The Xlinks Morocco-UK Power Project will be among longest power transmission links in the world, thanks to a circuitous route that hugs the coastlines of Portugal, Spain and France. The project requires four parallel HVDC cables to carry about 3.6 GW of power capacity in two 1.8 GW links. With a route length of 2,500 miles, the total length of wire comes to about 10,000 miles.
The power will come from an 11.5 GW solar/wind project in Morocco, buffered by a 22 GWh battery storage bank. The concept is to provide dispatchable power for up to eight percent of the UK's electricity demand, filling in gaps in Britain's local wind and solar generation. The big selling point is that as expensive as it will be - $25 billion all-in - it will still be far cheaper than a new nuclear power plant of equivalent capacity.

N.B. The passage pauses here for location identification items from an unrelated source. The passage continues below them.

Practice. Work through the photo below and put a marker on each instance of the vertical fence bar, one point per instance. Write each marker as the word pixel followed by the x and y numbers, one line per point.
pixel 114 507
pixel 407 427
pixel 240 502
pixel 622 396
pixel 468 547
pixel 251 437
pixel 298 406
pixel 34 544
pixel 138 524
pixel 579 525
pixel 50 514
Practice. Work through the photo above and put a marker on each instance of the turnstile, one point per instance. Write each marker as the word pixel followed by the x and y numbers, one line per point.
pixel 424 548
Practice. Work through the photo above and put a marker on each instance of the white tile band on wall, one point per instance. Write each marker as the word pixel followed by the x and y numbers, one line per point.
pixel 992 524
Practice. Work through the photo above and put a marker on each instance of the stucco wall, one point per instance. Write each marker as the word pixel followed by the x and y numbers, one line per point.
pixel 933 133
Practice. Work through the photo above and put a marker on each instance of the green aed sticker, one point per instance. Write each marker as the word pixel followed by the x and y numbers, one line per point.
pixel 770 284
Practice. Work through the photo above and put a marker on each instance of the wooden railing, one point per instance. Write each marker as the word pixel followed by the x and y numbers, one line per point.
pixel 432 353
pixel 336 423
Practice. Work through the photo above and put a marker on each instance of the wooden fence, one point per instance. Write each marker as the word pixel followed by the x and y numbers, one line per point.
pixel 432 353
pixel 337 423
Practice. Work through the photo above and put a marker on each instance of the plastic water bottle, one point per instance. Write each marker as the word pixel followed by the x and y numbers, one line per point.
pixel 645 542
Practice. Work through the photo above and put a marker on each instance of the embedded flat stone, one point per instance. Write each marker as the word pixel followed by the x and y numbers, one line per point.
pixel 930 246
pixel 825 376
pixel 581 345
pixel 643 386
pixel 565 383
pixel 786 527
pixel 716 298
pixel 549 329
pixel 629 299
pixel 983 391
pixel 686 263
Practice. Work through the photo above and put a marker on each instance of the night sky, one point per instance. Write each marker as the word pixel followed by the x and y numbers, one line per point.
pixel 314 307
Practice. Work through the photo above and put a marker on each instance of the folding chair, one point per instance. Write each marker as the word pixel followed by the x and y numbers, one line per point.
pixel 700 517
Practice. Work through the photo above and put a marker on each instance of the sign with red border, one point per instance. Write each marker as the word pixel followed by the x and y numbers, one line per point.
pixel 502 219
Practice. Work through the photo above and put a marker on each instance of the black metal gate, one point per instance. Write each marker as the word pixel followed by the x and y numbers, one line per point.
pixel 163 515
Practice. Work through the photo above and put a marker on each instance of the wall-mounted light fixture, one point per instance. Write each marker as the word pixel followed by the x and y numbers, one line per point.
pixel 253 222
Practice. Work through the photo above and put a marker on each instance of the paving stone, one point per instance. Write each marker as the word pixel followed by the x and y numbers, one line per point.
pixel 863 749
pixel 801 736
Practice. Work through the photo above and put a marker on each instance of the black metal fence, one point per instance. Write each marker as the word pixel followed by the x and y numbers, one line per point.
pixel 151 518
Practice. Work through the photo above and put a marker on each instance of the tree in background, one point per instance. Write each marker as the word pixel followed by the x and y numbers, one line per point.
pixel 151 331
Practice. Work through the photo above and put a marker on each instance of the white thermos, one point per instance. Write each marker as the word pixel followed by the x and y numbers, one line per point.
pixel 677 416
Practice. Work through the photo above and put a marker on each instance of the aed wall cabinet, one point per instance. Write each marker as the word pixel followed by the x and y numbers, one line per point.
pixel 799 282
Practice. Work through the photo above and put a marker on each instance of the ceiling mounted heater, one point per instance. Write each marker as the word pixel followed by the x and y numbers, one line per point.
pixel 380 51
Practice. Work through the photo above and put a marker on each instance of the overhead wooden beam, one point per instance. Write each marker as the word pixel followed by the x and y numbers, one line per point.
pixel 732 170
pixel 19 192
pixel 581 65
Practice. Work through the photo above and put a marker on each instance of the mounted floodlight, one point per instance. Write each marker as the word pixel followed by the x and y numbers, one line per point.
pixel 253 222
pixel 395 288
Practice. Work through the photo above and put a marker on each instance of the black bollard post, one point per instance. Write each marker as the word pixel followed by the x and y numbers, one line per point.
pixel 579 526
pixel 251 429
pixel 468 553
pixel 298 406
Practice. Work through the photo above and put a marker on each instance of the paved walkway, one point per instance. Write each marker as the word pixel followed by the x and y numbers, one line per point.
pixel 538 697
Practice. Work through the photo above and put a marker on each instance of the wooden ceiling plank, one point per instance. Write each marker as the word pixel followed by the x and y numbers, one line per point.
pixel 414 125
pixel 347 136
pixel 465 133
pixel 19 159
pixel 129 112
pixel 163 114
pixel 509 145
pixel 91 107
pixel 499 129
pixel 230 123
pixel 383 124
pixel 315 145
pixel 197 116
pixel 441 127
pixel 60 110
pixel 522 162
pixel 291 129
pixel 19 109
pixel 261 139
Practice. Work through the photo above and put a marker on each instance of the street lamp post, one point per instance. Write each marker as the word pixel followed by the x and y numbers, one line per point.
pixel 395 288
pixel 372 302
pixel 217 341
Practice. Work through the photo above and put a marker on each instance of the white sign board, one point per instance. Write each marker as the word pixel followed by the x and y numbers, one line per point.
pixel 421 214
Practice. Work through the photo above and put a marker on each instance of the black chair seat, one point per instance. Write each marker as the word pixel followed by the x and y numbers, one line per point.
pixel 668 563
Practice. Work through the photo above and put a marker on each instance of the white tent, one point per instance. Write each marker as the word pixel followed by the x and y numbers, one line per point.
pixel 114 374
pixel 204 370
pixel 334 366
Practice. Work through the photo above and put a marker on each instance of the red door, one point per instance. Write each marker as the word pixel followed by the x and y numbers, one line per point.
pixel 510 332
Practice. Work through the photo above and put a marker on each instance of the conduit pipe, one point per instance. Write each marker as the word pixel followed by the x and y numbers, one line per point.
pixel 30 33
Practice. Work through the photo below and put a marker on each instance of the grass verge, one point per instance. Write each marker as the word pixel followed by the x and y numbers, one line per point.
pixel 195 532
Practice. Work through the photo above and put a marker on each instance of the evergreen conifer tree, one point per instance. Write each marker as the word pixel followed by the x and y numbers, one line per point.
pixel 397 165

A sister company, XLCC, is building a cable manufacturing plant in Scotland to creat the massive quantities of HVDC cable required for the project. The same firm is planning to order a cable-layer with the capacity to install it, and the award to build it is expected later this year. It will be one of the largest vessels of its kind, and will be able to deploy two cables at a time as a bundled pair. In addition to deploying it for XLinks, XLCC plans to charter the vessel out to other developers on the global market.
Thanks to these supply chain investments, XLinks' backers are planning to complete the project by 2030-31.
"The real big bottleneck is supply chains. It's manufacturing the cable, and it's manufacturing converter stations. If it wasn't for those two things, we would be much, much earlier," XLinks founder and former CEO Simon Morrish told Recharge. (The company has recently appointed a former Shell executive, James Humfrey, to run the project as CEO.)
XLinks has the backing of Abu Dhabi's National Energy Company, French oil major TotalEnergies and UK-based utility Octopus Energy.